The project, originally straightforward in concept with sales planned to India, evolved into five trains with a dedicated fleet of 36 LNG ships, with most sales ex-ship to multiple markets. Trains 6 and 7, for example, will make sales to US, Taiwan, and other parts of Asia. Mr Shaibi said the key challenge was to sell this evolution to financiers, as the partners and financial advisor Royal Bank of Scotland aimed to raise the financing before the engineering, procurement and construction (EPC) contract was signed (MEES, 3 October 2005). The first phase financing took less than eight months to close, and it was decided that from mid-2005-09 the partners would not infuse more equity – the rest would be provided by debt. RasGas 2/3 “moved towards a corporate finance model and decided not to provide completion guarantees,” Mr Shaibi said.

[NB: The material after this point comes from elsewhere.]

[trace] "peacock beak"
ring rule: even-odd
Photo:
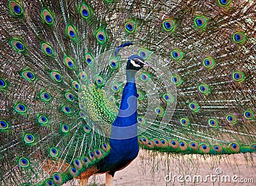
[[[149,62],[146,62],[146,61],[145,62],[145,64],[143,64],[143,66],[144,67],[147,66],[147,67],[153,68],[153,66],[151,64],[150,64]]]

Robert Milius, Senior Vice President of Lehman Brothers, which managed the bond issue with Goldman Sachs, said that given that RasGas 2/3 trains were already operational, it was “the best of all projects to take to the capital markets.” Ratings from credit agencies were received in June, the market process was launched in late July and the bond was priced in early August. It was decided not to approach the export credit agencies (ECA) due to the need for a very speedy turnaround time. Furthermore, Mr Shaibi said, although QP had an excellent relationship with ECAs, the aim for RasGas 2/3 was to set a new benchmark for tapping capital markets, since it launched the RasGas bond in 1996. In 2004 the company replaced RasGas’ existing debt via bonds, which were well subscribed. When it came to RasGas 2/3, QP “knew that the market was hungry for energy-related bonds and knew we had huge requirements,” he added.

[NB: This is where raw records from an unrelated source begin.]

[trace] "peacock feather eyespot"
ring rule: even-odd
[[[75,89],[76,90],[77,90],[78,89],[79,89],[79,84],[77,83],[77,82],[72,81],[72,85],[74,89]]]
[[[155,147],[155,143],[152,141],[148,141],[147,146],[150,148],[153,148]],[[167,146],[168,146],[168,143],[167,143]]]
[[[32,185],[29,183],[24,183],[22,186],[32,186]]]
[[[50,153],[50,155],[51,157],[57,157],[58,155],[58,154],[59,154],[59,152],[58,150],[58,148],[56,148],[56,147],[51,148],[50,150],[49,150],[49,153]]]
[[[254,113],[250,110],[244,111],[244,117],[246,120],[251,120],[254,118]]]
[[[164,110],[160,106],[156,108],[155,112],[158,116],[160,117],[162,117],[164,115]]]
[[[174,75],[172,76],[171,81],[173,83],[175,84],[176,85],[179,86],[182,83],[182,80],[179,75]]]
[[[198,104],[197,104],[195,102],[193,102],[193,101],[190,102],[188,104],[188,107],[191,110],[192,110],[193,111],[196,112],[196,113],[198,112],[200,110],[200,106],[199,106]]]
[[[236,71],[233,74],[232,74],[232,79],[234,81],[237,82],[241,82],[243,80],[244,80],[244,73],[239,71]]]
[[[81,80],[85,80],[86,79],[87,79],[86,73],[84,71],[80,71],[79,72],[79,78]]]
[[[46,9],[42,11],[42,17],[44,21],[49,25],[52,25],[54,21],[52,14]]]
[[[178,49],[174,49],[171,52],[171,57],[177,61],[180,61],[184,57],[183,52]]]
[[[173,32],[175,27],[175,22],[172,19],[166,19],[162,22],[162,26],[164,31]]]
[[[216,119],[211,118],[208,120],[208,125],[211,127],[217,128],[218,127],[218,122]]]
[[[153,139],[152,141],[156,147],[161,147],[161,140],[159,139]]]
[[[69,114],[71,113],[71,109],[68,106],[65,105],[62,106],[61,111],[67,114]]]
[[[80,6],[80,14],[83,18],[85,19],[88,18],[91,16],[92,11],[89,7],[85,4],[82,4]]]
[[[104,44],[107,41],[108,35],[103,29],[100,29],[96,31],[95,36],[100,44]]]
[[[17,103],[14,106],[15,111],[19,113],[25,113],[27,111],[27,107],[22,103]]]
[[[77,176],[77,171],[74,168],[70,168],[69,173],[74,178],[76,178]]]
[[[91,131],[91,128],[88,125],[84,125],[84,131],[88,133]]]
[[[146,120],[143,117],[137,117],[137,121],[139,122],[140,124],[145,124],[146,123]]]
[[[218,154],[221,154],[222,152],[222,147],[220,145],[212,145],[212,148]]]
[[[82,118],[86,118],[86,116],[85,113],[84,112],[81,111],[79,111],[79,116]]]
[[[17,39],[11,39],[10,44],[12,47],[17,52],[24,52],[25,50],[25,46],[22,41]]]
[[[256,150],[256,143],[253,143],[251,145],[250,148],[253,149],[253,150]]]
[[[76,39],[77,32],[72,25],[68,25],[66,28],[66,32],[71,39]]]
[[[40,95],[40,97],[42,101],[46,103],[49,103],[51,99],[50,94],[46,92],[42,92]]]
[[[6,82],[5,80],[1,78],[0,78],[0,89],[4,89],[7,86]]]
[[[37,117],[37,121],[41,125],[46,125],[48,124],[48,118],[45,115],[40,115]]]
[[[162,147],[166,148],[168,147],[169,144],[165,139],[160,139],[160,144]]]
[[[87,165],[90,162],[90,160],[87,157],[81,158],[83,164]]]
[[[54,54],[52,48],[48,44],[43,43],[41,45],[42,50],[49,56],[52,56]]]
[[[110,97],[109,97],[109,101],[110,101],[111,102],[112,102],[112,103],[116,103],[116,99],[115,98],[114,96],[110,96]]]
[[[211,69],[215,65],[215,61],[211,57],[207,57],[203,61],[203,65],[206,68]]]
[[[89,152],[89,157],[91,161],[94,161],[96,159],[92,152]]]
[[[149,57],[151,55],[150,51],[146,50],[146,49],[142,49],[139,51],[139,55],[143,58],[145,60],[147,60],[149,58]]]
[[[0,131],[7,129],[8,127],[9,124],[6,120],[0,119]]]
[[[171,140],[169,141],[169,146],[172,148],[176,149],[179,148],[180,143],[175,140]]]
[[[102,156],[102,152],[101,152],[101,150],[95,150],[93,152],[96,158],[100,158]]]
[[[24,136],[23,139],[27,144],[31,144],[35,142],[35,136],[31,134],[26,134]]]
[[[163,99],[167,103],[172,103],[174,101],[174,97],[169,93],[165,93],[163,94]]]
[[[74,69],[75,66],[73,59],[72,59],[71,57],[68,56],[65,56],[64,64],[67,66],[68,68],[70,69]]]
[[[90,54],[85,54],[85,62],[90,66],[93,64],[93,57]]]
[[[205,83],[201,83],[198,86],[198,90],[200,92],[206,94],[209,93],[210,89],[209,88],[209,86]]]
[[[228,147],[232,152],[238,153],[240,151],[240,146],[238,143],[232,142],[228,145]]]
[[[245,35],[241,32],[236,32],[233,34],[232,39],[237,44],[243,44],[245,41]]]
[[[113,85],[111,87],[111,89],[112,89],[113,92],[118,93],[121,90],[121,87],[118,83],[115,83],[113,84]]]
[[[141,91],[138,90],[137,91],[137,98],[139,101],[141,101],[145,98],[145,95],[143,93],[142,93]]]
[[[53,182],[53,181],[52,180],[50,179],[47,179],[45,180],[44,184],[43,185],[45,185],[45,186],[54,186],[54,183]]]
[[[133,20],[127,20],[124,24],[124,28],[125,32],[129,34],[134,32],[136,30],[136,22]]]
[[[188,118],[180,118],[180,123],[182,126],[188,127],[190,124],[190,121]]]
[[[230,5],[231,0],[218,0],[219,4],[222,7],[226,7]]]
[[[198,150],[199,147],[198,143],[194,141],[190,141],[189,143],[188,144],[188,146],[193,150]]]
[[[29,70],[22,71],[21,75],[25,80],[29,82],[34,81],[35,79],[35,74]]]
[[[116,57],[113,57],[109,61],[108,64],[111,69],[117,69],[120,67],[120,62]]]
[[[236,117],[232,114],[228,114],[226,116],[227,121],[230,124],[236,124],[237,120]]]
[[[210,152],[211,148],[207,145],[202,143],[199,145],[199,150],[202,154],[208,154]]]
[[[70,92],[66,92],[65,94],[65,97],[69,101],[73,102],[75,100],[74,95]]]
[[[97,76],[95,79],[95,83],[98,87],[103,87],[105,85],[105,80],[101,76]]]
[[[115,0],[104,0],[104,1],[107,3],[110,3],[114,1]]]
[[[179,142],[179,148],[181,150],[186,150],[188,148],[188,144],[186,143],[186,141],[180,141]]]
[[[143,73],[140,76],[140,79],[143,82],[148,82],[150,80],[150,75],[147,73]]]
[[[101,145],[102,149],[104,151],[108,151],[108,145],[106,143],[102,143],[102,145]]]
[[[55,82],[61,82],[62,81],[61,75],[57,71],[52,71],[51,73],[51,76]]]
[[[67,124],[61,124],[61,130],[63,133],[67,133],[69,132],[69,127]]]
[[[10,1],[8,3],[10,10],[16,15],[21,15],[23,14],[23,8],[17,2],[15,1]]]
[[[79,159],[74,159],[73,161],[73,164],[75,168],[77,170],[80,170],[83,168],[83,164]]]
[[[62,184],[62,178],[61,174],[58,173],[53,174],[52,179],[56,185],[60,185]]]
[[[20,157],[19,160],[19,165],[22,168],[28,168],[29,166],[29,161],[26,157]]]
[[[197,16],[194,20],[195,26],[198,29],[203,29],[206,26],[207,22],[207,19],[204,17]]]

For the RasGas 2/3 bond tranche, 5.838% notes are due in 2027 representing $1.4bn, 5.298% are due 2020 representing $850mn, giving a total of $2.25bn. Of the bonds, 70% were sold to the US market, 15% to Europeand 11% to the Middle East, with a total of 160 investors coming into the deal (half were traditional money lenders, 20% were hedge funds and the rest pension funds and insurance companies). More were sold to the US due to the long maturities. At 130bps, the RasGas 2/3 long bond priced through the sovereign bond which had a 134/135bps spread, said Mr Milius: “RasGas2/3 bonds are trading right now at 100bps, helping re-price the credit curve for the whole country.” RasGas 2/3 is the largest energy capital markets project financing in history and is the largest energy capital markets financing since August 2001 (and the fourth largest of all-time).  He noted that the project was rated on the basis that it would be funded to a $10bn level, and while there were no completion guarantees in place, there was a “synthetic completion guarantee” because if the debt were to overrun $10bn, equity funding would likely be provided.

Laurence Monnier, Senior Director, Project Finance Corporations, of Fitch Ratings, said the RasGas 2/3 deal was unique because of its covenants, but its rating was driven by its strong economics and considerable debt service cover: “It repays at a comfortable gas price scenario – that’s why it got a high rating for a project finance transaction.” She pointed out that the debt could still be repaid even if a train did not get completed. In its February report on Middle East project finance, Standard & Poor’s echoed this outlook: “With a debt-service coverage ratio of about 7 for the year ended 30 September 2005 due to strong commodity pricing,” the report said, “RasGas continues to post strong financial performance.”